Trump: Building A Wall Will Curb Opioid Epidemic In U.S.
The Republican presidential nominee says blocking the border with Mexico will "cut off the source" of opioids that are ravaging the U.S. In other news, an advocacy group says shell companies are contributing to the epidemic, families speak out frankly about loved ones who have died of overdoses and medical schools scramble to offer future doctors more addiction training.
Donald Trump’s Plan For Heroin Addiction: Build A Wall — And Offer Some Treatment
Donald Trump said Monday that he believes that building a wall on the Mexican border will help stop the heroin and painkiller epidemic killing tens of thousands of Americans every year. At a town hall meeting Monday in Columbus, Ohio, the Republican presidential nominee stressed the need to stop the flow of drugs into the United States, saying he would “cut off the source, build a wall.” (Scott, 8/1)

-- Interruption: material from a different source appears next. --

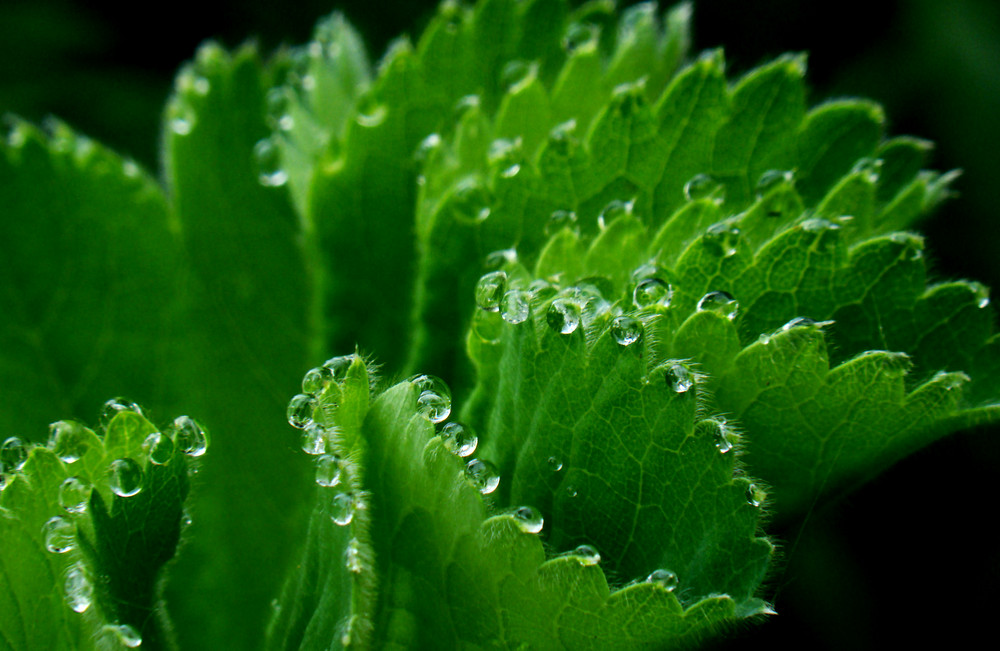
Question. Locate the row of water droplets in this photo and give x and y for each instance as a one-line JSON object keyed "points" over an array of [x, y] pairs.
{"points": [[70, 441]]}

Group: Address Opioid Crisis By Ending Anonymous Shell Companies
Lawmakers should end the use of anonymous shell companies to make it easier for law enforcement to curb the drug trafficking behind the opioid crisis, a report released Monday argues. “Simply requiring that all companies formed in the U.S. disclose their beneficial owners would enable law enforcement to more effectively follow the money trail and make it harder for criminals to hide their money,” the Fair Share Education Fund, a group that “promotes economic fairness and sustainability,” said in its report. (Jagoda, 8/1)
The Washington Post:
After Their Children Died Of Overdoses, These Families Chose To Tell The Truth
As opioid abuse rages and its legacy of overdose deaths continues to climb, more bereaved families are responding by publicly exposing addiction as the demon. Swapping openness for ambiguity in death notices — “died after a long struggle with addiction” replaces “died suddenly at home” — they are challenging the stigma and shame often bound up in substance abuse. Maybe more important, they’re sounding alarms about the far-reaching grasp of addiction. (Fleming, 8/1)
Kaiser Health News:
Teaching Future Doctors About Addiction
Jonathan Goodman can recall most of the lectures he's attended at the Stanford University School of Medicine. He can recite detailed instructions given more than a year ago about how to conduct a physical. But at the end of his second year, the 27-year-old M.D.-Ph.D. student could not remember any class dedicated to addiction medicine. Then he recalled skipping class months earlier. Reviewing his syllabus, he realized he had missed the sole lecture dedicated to that topic. "I wasn't tested on it," Goodman said, with a note of surprise. (Jacewicz, 8/2)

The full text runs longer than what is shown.